The venetian painters Canaletto and Bellotto used the Camera Obscura in Venice, London and Dresden to great effect. Such was the importance of what Bellotto recorded in Dresden that after the conflagration of World War II, the Bellotto paintings were used to rebuild many of the famous buildings to their known form in the 18th.century.
Where Joby Hickey works in his photographic mediums he employs, of necessity, a narrower visual syntax limited to monochromes or black & white, avoiding the snares and advantages therein of colour. Colour is in a sense prejudicial, by which one means that it anticipates or creates an expectancy of mood or subject.
The monochrome relies on greater compositional and pictorial skills as there is no hiding place for an image within that range, which makes the development by the artist of techniques to create surface, linear and compositional interest of greater interest.
The known fall off in clarity of a projected image and the technical capacity of the pinhole photograph however limited it is more than compensated for by Hickey’s interest in not just the image “per se” but in it’s technical resolution, allowing that the only concrete reality is the imagination of an artist. The physical delivery is the point of contact between the artist and the viewer.

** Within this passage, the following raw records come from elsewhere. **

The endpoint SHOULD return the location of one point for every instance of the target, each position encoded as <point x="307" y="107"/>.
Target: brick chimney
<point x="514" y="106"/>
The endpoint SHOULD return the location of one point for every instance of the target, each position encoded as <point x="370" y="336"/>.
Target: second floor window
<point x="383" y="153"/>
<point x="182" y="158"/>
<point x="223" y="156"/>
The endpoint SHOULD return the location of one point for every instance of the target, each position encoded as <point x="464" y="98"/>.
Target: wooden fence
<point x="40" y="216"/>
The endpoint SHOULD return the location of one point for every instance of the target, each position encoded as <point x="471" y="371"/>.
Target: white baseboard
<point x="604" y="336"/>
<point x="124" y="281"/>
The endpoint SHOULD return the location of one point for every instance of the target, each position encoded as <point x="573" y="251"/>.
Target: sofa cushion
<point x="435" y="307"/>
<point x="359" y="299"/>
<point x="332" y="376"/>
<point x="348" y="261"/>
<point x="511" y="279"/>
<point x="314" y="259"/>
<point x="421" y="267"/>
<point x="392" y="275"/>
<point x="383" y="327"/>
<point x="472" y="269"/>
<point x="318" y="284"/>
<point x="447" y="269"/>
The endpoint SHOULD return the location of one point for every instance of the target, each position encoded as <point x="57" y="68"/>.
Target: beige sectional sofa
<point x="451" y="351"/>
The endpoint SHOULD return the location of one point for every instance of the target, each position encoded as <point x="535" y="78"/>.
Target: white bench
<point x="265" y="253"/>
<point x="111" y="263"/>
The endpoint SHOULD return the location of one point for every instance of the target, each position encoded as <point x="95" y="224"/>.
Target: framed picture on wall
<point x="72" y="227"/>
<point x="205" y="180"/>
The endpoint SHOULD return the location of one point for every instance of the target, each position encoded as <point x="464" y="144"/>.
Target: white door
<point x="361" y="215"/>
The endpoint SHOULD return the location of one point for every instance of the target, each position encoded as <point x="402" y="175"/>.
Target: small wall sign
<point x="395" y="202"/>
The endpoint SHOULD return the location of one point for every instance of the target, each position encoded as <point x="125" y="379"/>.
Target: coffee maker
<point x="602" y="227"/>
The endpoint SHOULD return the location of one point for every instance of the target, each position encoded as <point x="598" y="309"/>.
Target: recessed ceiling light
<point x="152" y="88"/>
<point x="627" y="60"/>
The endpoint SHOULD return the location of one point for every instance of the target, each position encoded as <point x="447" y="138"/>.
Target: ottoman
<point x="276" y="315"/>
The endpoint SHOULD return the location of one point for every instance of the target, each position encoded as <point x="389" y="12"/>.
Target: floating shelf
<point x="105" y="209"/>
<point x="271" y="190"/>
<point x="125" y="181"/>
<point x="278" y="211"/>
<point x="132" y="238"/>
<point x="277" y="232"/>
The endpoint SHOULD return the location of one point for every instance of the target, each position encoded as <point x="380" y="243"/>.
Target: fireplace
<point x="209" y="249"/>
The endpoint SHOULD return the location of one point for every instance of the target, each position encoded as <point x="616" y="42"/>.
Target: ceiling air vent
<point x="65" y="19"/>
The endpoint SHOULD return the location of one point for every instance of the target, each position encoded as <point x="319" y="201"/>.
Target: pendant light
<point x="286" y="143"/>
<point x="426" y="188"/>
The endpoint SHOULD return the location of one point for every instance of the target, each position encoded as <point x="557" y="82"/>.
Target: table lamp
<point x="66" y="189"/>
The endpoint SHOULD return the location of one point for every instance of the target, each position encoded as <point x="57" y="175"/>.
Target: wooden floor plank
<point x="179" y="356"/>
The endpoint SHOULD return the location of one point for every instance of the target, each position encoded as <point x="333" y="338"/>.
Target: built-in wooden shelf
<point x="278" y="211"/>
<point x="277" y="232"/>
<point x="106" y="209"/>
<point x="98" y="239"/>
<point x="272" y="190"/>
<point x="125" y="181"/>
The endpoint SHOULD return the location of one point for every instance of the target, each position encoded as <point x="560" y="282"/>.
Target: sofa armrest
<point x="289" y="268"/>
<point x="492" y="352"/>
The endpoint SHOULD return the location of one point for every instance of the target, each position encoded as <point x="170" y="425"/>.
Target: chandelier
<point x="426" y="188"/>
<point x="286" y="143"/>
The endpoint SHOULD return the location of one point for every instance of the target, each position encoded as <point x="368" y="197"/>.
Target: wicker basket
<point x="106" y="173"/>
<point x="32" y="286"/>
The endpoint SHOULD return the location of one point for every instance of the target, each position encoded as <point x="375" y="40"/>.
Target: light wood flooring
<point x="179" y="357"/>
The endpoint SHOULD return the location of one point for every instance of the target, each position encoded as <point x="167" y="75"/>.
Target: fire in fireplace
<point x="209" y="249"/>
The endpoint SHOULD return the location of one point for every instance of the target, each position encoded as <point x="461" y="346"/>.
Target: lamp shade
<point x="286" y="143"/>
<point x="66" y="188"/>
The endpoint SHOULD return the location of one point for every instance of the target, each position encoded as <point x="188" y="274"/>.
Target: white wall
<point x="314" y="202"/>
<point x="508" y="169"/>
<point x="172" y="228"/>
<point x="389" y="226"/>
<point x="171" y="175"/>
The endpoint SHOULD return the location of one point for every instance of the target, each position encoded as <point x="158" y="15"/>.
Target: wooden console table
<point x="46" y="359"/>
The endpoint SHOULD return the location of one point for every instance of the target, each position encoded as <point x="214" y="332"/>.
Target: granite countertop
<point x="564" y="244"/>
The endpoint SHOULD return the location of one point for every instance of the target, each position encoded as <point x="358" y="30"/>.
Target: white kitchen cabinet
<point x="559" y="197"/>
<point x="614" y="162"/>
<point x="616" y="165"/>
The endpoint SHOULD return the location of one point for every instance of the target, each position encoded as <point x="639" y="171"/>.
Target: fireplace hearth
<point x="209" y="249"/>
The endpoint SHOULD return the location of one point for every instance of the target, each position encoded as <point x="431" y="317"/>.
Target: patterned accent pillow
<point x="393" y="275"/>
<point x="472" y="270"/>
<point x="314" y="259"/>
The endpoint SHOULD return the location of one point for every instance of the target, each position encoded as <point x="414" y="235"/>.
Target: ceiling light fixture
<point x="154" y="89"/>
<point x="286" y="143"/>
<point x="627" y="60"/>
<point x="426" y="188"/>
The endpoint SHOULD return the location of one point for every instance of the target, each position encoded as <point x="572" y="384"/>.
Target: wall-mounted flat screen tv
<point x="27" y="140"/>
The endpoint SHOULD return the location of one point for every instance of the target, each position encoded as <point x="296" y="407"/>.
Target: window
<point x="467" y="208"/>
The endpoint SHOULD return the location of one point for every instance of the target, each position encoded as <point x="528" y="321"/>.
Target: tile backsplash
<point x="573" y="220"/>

In Joby Hickey’s case, the oddity/uniqueness of his vision which he often skews to obtain its compositional effect and allies to a sense of earlier times, often Edwardian or Victorian and frequently Dublin based gives much of his work its particular charge. But he takes other themes too and his portfolio of images, particularly his architectural forays delight the eye of the viewer, and seem to give their maker much pleasure too. For a multi faceted artist~visual practitioner with a strong interest in film making, it is a fine thing for me and for any arts viewer to encounter a holistic vision or talent if you will,which distils personal experience allied to a keen and authoritative eye with an omni directional multi faceted lens.